Beranda Daerah Solo Penyidikan Adik Kandung Terkait Kesaksian Palsu Dihentikan Polisi, Warga Serengan Gugat Pra...

Penyidikan Adik Kandung Terkait Kesaksian Palsu Dihentikan Polisi, Warga Serengan Gugat Pra Peradilan Polresta Solo

Polresta Surakarta digugat pra peradilan seorang warga Serengan bernama Joenoes Rahardjo ke Pengadilan Negeri (PN) Surakarta. Istimewa

SOLO, JOGLOSEMARNEWS.COM — Polresta Surakarta digugat pra peradilan seorang warga Serengan bernama Joenoes Rahardjo ke Pengadilan Negeri (PN) Surakarta.

Gugatan itu berkaitan dengan keluarnya Surat Perintah Penghentian Penyidikan (SP3) oleh Satreskrim Polresta Surakarta atas kesaksian palsu yang dilakukan adik kandungnya sendiri Setia Budi Rahardjo dan istrinya Sandrawati Gunawan.

Akibat kesaksian palsu itu, Joenoes yang dituduh memukul sang adik harus dihukum kurungan empat bulan penjara dan telah bebas 2018 silam.

“Sidang perdana nanti berlangsung di PN Surakarta, senin pekan depan,” kata kuasa hukum Joenoes Rahardjo, Kardiansyah Afkar , Kamis (03/12/2020).

Dari informasi yang dihimpun, kasus itu bermula dari masalah keluarga yakni pembagian harta warisan tahun 2018 silam. Namun seiring berjalannya waktu, Joenoes menyebut sang adik justru membawa seluruh warisan yang seharusnya diberikan secara merata.

“Saat kita datangi untuk mengajak berembug selalu menghilang dan melaporkan ke polisi karena merasa ada ancaman,” ungkap Joenoes.

Atas saran dari salah satu penyidik Satreskrim, baik Setiabudi serta Joenoes diminta datang ke Polresta Surakarta untuk dimediasi. Namun saran itu disebut Joenoes tak digubris sang adik.

Hingga akhirnya, Joenoes bersama 10 orang anggota salah kelompok ormas berniat menjemput Setiabudi untuk diajak ke Polresta Surakarta dalam rangka mediasi.

“Nah saat itulah awal mula saya dituduh memukul adik saya. Padahal dari rekaman cctv dan keterangan empat saksi saya tidak pernah memukul adik saya,” tegasnya.

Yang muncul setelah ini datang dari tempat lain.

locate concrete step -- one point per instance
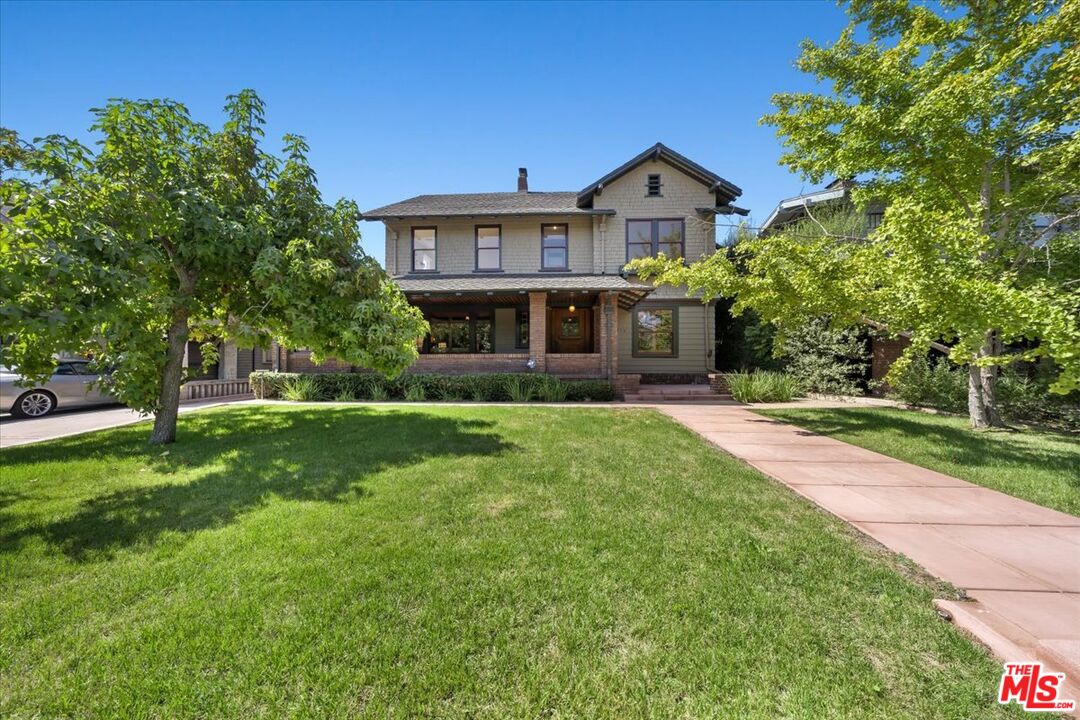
(704, 399)
(675, 390)
(1013, 643)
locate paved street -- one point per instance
(18, 431)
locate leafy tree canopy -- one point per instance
(961, 118)
(169, 231)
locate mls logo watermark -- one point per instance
(1029, 687)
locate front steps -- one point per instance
(697, 393)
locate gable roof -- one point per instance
(520, 204)
(793, 208)
(483, 203)
(725, 191)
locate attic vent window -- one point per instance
(652, 187)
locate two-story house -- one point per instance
(534, 281)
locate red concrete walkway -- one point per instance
(1018, 561)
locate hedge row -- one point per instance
(504, 386)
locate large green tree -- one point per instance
(961, 117)
(170, 231)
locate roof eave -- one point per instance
(429, 216)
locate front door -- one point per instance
(570, 331)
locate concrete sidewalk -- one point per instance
(1018, 561)
(24, 431)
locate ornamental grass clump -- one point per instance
(763, 386)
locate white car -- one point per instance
(71, 385)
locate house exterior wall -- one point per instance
(505, 330)
(679, 194)
(456, 243)
(596, 245)
(694, 330)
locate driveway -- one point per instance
(24, 431)
(1020, 562)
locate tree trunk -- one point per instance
(169, 403)
(982, 381)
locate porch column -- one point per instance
(609, 334)
(538, 330)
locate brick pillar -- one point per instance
(538, 330)
(609, 334)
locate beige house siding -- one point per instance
(456, 244)
(679, 195)
(694, 330)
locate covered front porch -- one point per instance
(569, 329)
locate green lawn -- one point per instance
(1040, 466)
(451, 562)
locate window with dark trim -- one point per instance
(554, 253)
(522, 328)
(488, 247)
(648, 238)
(652, 186)
(656, 333)
(459, 331)
(423, 249)
(569, 327)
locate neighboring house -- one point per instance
(228, 376)
(798, 207)
(883, 351)
(534, 281)
(232, 362)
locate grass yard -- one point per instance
(451, 562)
(1041, 466)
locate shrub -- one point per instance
(301, 388)
(481, 388)
(825, 360)
(932, 383)
(1024, 394)
(763, 386)
(554, 391)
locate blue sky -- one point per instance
(402, 99)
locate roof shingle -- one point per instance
(482, 203)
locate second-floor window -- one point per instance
(553, 247)
(488, 247)
(652, 186)
(423, 249)
(647, 238)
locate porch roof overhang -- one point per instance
(630, 290)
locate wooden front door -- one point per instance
(570, 331)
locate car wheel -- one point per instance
(35, 404)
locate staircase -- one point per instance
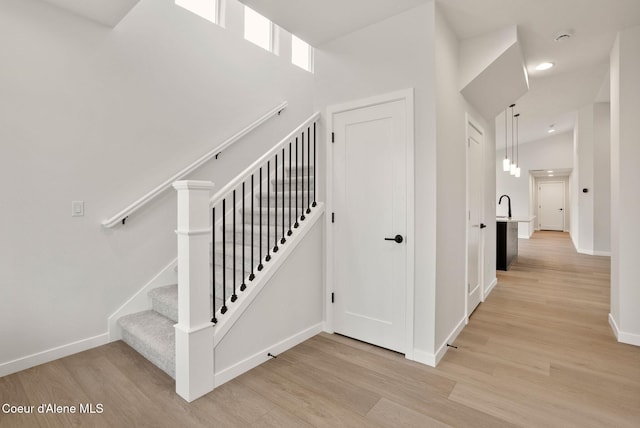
(250, 225)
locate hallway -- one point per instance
(538, 353)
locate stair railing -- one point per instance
(219, 274)
(277, 191)
(121, 216)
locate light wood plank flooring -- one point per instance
(538, 353)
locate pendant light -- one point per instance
(506, 163)
(512, 168)
(517, 172)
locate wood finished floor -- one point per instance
(538, 353)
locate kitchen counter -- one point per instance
(506, 242)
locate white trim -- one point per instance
(490, 288)
(469, 120)
(277, 259)
(406, 95)
(434, 359)
(52, 354)
(260, 357)
(152, 194)
(594, 252)
(622, 336)
(140, 301)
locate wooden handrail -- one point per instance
(255, 165)
(122, 215)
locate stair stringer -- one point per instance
(235, 352)
(140, 301)
(235, 310)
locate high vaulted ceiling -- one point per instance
(579, 77)
(580, 74)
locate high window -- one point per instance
(258, 29)
(207, 9)
(301, 54)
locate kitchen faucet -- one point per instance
(509, 203)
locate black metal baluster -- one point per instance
(275, 217)
(302, 217)
(234, 296)
(260, 266)
(296, 224)
(283, 240)
(290, 195)
(252, 276)
(213, 262)
(268, 256)
(224, 258)
(308, 169)
(314, 166)
(243, 286)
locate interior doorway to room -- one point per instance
(551, 206)
(371, 231)
(550, 199)
(475, 198)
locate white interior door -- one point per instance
(551, 205)
(370, 199)
(475, 189)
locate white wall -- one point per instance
(602, 179)
(103, 115)
(591, 234)
(555, 152)
(451, 177)
(264, 324)
(583, 179)
(625, 176)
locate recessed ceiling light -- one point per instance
(544, 66)
(563, 36)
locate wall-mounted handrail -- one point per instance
(122, 215)
(262, 160)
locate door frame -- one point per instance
(469, 120)
(563, 185)
(407, 96)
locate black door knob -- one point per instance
(397, 238)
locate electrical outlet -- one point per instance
(77, 208)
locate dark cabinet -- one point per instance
(506, 244)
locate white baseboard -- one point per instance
(140, 301)
(255, 360)
(623, 337)
(433, 359)
(594, 252)
(490, 288)
(52, 354)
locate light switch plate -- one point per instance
(77, 208)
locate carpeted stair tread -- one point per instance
(153, 336)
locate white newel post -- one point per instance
(194, 331)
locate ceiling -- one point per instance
(554, 96)
(318, 21)
(580, 74)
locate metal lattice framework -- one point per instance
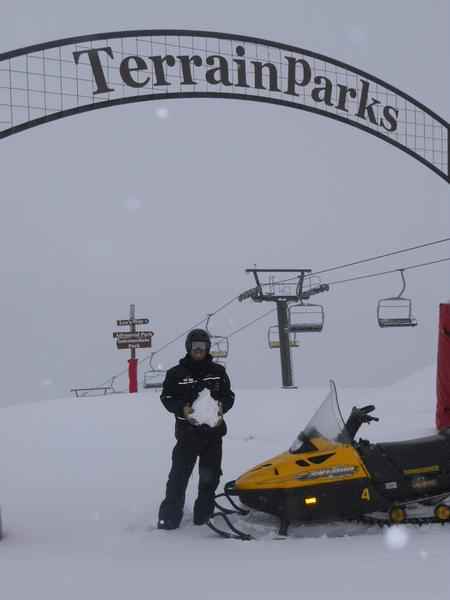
(57, 79)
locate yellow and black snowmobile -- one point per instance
(326, 475)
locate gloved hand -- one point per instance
(219, 415)
(213, 385)
(187, 411)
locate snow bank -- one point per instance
(81, 480)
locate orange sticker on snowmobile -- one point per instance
(366, 494)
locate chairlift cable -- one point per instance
(433, 262)
(291, 279)
(358, 262)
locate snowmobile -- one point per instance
(326, 476)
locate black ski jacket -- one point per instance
(183, 384)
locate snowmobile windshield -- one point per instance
(325, 429)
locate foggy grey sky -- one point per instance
(166, 209)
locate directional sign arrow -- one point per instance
(132, 322)
(121, 345)
(132, 335)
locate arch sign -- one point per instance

Baca Juga :  KEREN! Baru 2 Tahun Berdiri, Hampir Setengah Lulusan Universitas Pignatelli Triputra Sudah Dapat Kerja !

“Namun adik saya dan istrinya memberikan keterangan di pengadilan serta dari BAP (berita acara pemeriksaan) polisi saya memukul dan akhirnya dihukum 4 bulan 15 hari. Karena dalam proses saya sudah ditahan selama itu akhirnya bebas,” tuturnya.

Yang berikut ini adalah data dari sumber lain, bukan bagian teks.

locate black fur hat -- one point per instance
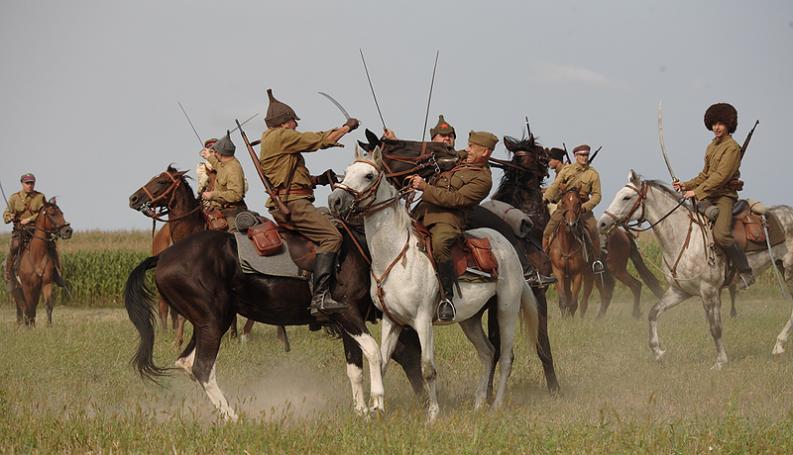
(721, 112)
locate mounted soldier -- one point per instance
(229, 191)
(283, 164)
(23, 208)
(586, 180)
(446, 198)
(718, 183)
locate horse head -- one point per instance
(157, 192)
(51, 220)
(627, 205)
(570, 205)
(363, 186)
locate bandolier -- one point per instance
(445, 202)
(586, 180)
(283, 164)
(229, 192)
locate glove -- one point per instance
(326, 178)
(352, 123)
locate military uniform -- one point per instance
(22, 206)
(587, 181)
(717, 183)
(282, 162)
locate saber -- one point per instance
(663, 145)
(429, 99)
(337, 104)
(377, 105)
(190, 122)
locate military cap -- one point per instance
(724, 113)
(483, 138)
(555, 153)
(442, 127)
(582, 148)
(278, 112)
(224, 146)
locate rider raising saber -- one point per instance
(719, 181)
(283, 164)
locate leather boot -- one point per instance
(321, 301)
(446, 273)
(738, 259)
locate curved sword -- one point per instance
(336, 103)
(663, 145)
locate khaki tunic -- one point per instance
(280, 153)
(722, 160)
(446, 200)
(23, 206)
(585, 178)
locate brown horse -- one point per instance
(37, 265)
(569, 255)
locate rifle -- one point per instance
(267, 185)
(748, 138)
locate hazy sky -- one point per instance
(88, 89)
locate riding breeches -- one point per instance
(589, 223)
(722, 227)
(312, 223)
(443, 237)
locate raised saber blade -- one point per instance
(661, 141)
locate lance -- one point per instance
(429, 98)
(377, 105)
(663, 145)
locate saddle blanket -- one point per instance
(277, 265)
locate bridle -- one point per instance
(148, 207)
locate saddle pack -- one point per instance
(473, 255)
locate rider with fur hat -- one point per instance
(282, 162)
(229, 192)
(719, 181)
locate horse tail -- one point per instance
(139, 299)
(530, 317)
(647, 276)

Kardiansyah Afkar memaparkan, atas dasar itulah adanya gugatan pra peradilan atas kasus memberikan keterangan palsu di persidangan. Laporan polisi ini dilakukan pada 2019.

Dalam prosesnya dikeluarkan Surat Pemberitahuan Perkembangan Hasil Penyelidikan (SP2HP). Maka,  menyatakan dari tahap penyelidikan dinaikkan ke penyidikan karena ditemukan bukti yang cukup,” jelasnya.

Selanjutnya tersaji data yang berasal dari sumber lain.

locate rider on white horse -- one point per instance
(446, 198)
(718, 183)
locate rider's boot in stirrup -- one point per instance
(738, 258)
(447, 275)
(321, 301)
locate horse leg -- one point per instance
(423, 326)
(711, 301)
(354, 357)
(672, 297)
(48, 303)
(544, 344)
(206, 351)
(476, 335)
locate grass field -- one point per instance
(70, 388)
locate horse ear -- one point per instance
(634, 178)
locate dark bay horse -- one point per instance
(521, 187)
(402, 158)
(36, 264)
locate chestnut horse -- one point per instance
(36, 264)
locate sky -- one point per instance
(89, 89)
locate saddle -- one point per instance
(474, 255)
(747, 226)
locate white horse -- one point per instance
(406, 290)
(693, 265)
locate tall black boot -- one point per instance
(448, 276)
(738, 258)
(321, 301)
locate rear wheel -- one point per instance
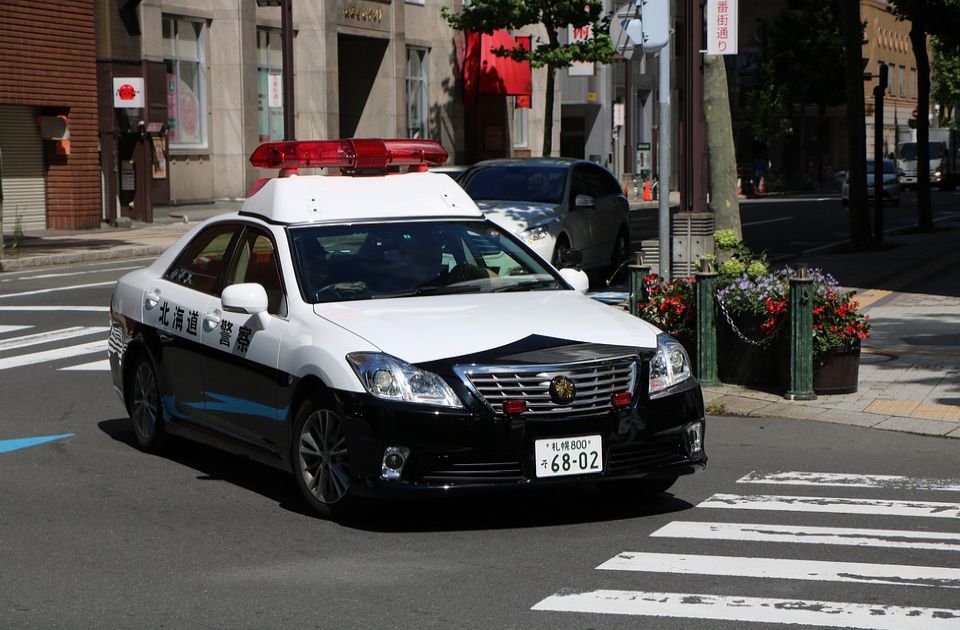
(145, 410)
(320, 459)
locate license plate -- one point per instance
(557, 457)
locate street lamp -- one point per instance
(286, 36)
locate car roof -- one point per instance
(344, 198)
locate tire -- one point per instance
(146, 412)
(320, 460)
(636, 489)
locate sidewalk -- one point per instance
(909, 369)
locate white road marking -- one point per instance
(50, 336)
(834, 505)
(93, 366)
(784, 569)
(53, 355)
(76, 309)
(886, 482)
(748, 224)
(69, 273)
(756, 532)
(823, 614)
(10, 328)
(55, 289)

Namun, lanjut dia, dari pihak penyidik mengeluarkan SP3 dengan alasan tidak cukup bukti. Padahal, ketika proses penyelidikan sudah dinaikkan ke proses penyidikan maka sudah memenuhi bukti permulaan yang cukup.

“Akan tetapi, dikeluarkan SP3 dengan alasan tidak cukup bukti. Artinya apa? keterangan yang sangat kontradiktif,” tegasnya.

Menurutnya, alat bukti yang sudah ditetapkan yaitu putusan pengadilan dan beberapa saksi yang menyatakan bahwa kliennya tidak pernah melakukan pemukulan terhadap adiknya.

“Di proses penyidikan ada keterangan ahli yang tidak digunakan oleh penyidik. Padahal ahli tersebut adalah permintaan dari penyidik,” ucapnya.

Dengan adanya itu, pihaknya mempertanyakan objektivitas penyidik. Keterangan ahli yang secara institusional diminta oleh penyidik tidak dipakai.

Baca Juga :  Carut Marut Pembahasan RAPBD Solo 2025, Fraksi PSI Targetkan Lobi Politik Selesai Pekan Ini

“Kalau saya boleh mengatakan itu dihilangkan, tidak pernah dimunculkan. Artinya objektivitas penyidik kami pertanyakan dalam perkara ini,” jelasnya.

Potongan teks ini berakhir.